Organizations, media support citizens' right to film police activity in public places in the United States

MIAMI, Florida (November 14, 2016)—The Inter American Press Association (IAPA) today added its support to the insistence that American citizens' right to film and photograph police activity in public places must be protected under the free speech provision contained in the country's First Amendment.

This right was denied in February this year to two citizens from Philadelphia by a federal judge who ruled that the action of filming and photographing police officers is not a matter covered by freedom of expression, unless the person doing so is actively participating in the event that is being recorded.

The case is related to two separate incidents that occurred in 2013 and 2012 in which those concerned, Rick Fields and Amanda Geraci, were approached or detained for filming or taking photographs of police officers.

At an initiative of the organization Reporters Committee for Freedom of the Press 32 United States and international organizations and media came out in support of the Fields and Geraci case against the City of Philadelphia with an amicus brief in which it is argued that the videos and photographs made by private individuals, as in this case, are for the news media a very important source for informing the public about matters of news interest.

The amicus brief adds that "many stories are not only enhanced by citizen-generated content, but may well have never been told without it."

In that same sense IAPA President Matt Sanders and the chairman of the organization's Committee on Freedom of the Press and Information, Roberto Rock, felt that this an issue of great relevance.

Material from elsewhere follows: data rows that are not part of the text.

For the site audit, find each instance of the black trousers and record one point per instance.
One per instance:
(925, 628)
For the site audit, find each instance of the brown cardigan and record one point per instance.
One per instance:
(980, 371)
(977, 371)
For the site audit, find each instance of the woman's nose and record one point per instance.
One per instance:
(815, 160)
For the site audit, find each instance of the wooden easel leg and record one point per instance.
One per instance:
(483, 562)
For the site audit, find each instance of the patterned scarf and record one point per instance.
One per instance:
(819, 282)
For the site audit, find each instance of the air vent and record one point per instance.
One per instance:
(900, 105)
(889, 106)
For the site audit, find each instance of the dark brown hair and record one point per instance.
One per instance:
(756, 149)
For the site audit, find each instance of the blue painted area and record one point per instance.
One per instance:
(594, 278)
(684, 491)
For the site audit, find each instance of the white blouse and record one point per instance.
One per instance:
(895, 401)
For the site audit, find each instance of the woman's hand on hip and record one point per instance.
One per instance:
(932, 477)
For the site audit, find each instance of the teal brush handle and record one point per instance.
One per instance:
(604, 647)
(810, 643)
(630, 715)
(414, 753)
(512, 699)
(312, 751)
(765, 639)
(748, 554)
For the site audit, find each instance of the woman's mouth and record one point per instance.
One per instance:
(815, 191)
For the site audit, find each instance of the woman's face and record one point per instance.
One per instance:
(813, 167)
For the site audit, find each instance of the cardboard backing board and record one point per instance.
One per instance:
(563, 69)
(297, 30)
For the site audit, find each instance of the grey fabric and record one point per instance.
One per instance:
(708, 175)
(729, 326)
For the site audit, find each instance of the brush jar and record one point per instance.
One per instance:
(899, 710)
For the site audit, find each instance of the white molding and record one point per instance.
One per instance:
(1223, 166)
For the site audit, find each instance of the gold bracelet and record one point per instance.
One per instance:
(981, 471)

Sanders, of Deseret Digital Media, Salt Lake City, Utah, explained that "the importance lies in the fact that precisely the content in social media with kind of denunciations by citizens have on many occasions been turned into the source of news for the media."

For his part Rock, of La Silla Rota, Mexico City, Mexico, added that "it is imperative that there be encouraged and protected the right of all citizens – not just journalists – to freedom of expression in order to disseminate and seek information, as is contemplated in Article 19 of the Universal Declaration of Human Rights."

The amicus brief also declares that the judge's decision differs from the position of senior United States judicial authorities that have recognized the right contemplated in the First Amendment to photograph and record on video police in public places, independent of the purpose or intention of the citizens.

In addition to Reporters Committee for Freedom of the Press and the IAPA supporting the amicus brief were the American Society of News Editors, The Press Association, Association of Alternative Newsmedia, Association of American Publishers, Inc. and BuzzFeed, among other groups.

The IAPA is a not-for-profit organization dedicated to the defense and promotion of freedom of the press and of expression in the Americas. It is made up of more than 1,300 print publications from throughout the Western Hemisphere and is based in Miami, Florida.